Nor is it the first time, this week, that Gordon Brown has been put through his patriotic paces by the gentlemen of the middle-market press. On Tuesday, his junior culture minister Margaret Hodge unwisely marred an otherwise brilliant and thoughtful speech about the arts and cultural identity by making a single, ill-targeted comment about an alleged lack of diversity in audiences for the BBC Proms at the Albert Hall; and once again, Mr Brown was to be found on patriotic parade, trampling over his own minister in the rush to confirm that the Proms Season was a British event to be proud of, and its traditional last-night programme – complete with Rule Britannia and Land Of Hope And Glory – perfect in every respect.
All of which is, of course, so much embarrassing tosh; and, what's more, profoundly un-British, both in its prescriptive attitude to how we should feel about our national identity, and in its attempt to close off debate about how we express it. So far as attitudes to servicemen and women are concerned, there is no "must" about the views any free citizen may take. The only unbreakable rule is that assault and harassment are criminal offences, from which off-duty service personnel should enjoy the same protection as everyone else.
And as for the Proms – well, in an age when the whole concept of the United Kingdom is under challenge, and is heading, at the very least, for a radical renegotiation, there is no point in denying that the traditional Last Night presents a distinctly retro view of British culture, and one with which people who were once on the receiving end of Britain's imperial adventures are likely to feel less than comfortable. Either way, it is certainly no part of the job of a self-respecting British prime minister to seek to close down debate on these subjects; or to collude with the authoritarian idea that no sensible person would raise the subject in the first place.

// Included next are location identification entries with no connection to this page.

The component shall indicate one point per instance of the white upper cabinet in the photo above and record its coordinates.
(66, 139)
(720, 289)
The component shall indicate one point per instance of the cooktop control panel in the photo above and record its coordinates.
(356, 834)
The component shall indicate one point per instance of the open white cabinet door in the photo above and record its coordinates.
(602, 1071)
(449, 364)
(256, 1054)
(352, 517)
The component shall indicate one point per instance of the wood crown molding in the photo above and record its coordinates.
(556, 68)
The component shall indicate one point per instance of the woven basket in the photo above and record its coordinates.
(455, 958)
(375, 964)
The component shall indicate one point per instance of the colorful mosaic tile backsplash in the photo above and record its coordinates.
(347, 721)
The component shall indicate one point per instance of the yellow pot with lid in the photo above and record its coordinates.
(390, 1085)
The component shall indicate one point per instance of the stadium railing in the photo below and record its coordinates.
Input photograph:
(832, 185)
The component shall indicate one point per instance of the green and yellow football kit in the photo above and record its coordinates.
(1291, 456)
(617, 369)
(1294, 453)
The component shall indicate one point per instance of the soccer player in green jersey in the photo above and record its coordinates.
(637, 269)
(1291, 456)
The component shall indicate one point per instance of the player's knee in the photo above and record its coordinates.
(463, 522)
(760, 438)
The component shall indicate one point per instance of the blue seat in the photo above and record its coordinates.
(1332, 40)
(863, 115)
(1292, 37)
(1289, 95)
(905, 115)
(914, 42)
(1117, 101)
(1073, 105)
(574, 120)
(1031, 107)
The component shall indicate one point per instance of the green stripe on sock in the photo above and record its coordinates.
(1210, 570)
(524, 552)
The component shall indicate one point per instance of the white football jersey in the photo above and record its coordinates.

SO WHAT should government be doing on this fraught subject of national identity, to which the Prime Minister now seems drawn like a moth to the flame? The short answer is that in direct terms, it should be doing absolutely nothing.
As Ms Hodge fully acknowledged in her speech, cultures grow and change through an organic process that governments can neither dictate nor control. If they want to preside over a creative society, they need to support artists generously, and to allow them great freedom; they also need to pay serious attention – as politicians, citizens and human beings – to the work those artists produce, and to what it tells them about the changing society around them.
And if they want, in the meantime, to strengthen the national community they represent, then the hard truth is that they need to stop babbling about patriotism and allegiance, and instead start doing those practical things that make people love and value the political community in which they live: cherishing its freedoms, protecting its privacies, providing for its weak and vulnerable, and developing an economy and society that reward dedication and effort, rather than greed and destructiveness.
The stark truth – as relevant, in the long term, to Alex Salmond and his ministers as for Mr Brown and his team – is that governments that fulfil those basic duties of care don't have to talk much about patriotism, because the affection and allegiance of their people is already won; whereas governments that fail in those key respects are the ones that typically start blustering and bullying about the loyalty we owe.
So let the Brown government ponder the company in which it finds itself before it unleashes its next pompous lecture on patriotism; and remember that in the business of political allegiance, bad governments tarnish the name and weaken the identity of the state over which they preside, as surely as good ones enhance it.